To call Yatzer.com, Costas' now internationally acclaimed design and travel website, "very successful," would be an understatement. Highly esteemed publications worldwide (such as The Financial Times, British Vogue, ELLE Décor, among many others) consistently list it as one of the top online design destinations. Costas himself has even been named as one of the 100 most influential personalities in the design industry by that fundamental bible of design, Architectural Digest. The credibility and expertise he's gained from Yatzer have afforded him the opportunity to collaborate with heavyweight industry players, such as Van Cleef and Arpels. He's also just been named Curator of the Art Shop at the Museum of Cycladic Art in Athens. The site itself has even recently undergone a stunning yearlong makeover under Costas' creative direction and in collaboration with UI and UX designer, Filippos Protogeridis, and web developer, Alexios Panagopoulos, with the support of several volunteers as well as Yatzer's staff members.
"It's amazing," Costas says with much apparent wonder. "Everything started from a dot; like a drop of water that rippled," he tells me when I ask how Yatzer has reached this level of success. "It's grown organically. I've never paid for advertising, not even a single keyword in Google.

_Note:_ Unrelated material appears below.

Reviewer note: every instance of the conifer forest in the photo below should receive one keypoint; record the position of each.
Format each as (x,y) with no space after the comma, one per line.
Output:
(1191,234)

I only give selective interviews." So, there's no secret formula? "From the start I've always been very polite and respectful of the content I publish," he offers.

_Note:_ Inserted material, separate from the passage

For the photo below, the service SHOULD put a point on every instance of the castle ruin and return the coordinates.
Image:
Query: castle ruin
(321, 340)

In person, Costas is one of those humans with a contagious laugh and ready smile who you feel you've known forever even if you've just met. When he talks about Yatzer, you can sense his passion for what he does as well as palpably see his wonder that it's taken him where he dreamt; perhaps even beyond. This sense of excitement and marvel is also what a reader feels when they enter his site; it's a friendly and inviting destination that brings its subjects to life and instantly shrouds them with a familiarity.

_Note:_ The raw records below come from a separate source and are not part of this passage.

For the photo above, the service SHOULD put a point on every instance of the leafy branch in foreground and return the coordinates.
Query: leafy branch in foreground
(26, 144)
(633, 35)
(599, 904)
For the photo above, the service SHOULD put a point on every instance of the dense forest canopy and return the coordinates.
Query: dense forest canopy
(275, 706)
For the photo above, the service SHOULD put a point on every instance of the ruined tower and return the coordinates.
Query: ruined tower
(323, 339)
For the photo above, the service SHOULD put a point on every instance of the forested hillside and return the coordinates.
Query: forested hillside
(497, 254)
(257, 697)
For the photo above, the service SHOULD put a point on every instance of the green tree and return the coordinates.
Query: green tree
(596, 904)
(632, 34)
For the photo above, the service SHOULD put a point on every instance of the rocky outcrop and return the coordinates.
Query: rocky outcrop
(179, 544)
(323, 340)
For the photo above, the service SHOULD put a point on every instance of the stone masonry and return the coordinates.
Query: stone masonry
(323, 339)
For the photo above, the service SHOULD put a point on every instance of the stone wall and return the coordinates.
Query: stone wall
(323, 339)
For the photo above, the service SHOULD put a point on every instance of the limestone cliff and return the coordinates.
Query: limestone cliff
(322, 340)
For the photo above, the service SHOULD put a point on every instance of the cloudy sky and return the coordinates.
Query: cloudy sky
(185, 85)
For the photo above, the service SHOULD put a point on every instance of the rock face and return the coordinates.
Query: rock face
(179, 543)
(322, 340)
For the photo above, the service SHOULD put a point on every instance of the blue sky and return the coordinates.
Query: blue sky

"I'm living in all the things I publish," he says. "I always publish stories about art I'd love to buy, but can't afford; architecture I'd love to live in; places I want to travel to, but haven't yet." Despite the fact that Yatzer is now fully profitable and able to sustain both full time and freelance employees, Costas still chooses everything that is published himself. "It's my world," he admits. "An extension of me; my digital soul and mind." From the start he had a clear vision. "I decided to focus on design, architecture, art... on beauty and inspiration in general. That's what I want to share with the world." Fittingly, his motto is, "Design is to Share." "I love sharing," he admits referencing the inspirational quotes that greet visitors on the homepage and are new each day.
His dream was to create the best design reference in the world of internet. "I think I've accomplished about 60% of my original vision," he tells me. "And now, so many new things are launching with the site redesign, such as the City Guides (in January). I feel like a startup with 8 years of experience!"
One of his favorite moments is when he meets somebody who has no clue about Yatzer.com and he gets to introduce them to this world. I think it's safe to say that they get hooked.
"I love it," he says earnestly. "It was never a business; even when I didn't have money to buy food. It's not like 'work.' Thanks to the Yatzer 'passport,' I have access to places I never imagined I would and get to travel every week. I've gone to all continents now except Australia. But that's on my list!" he says and shares one of those famous, ready smiles of his. I sort of get the feeling that whatever Costas writes down tends to get accomplished!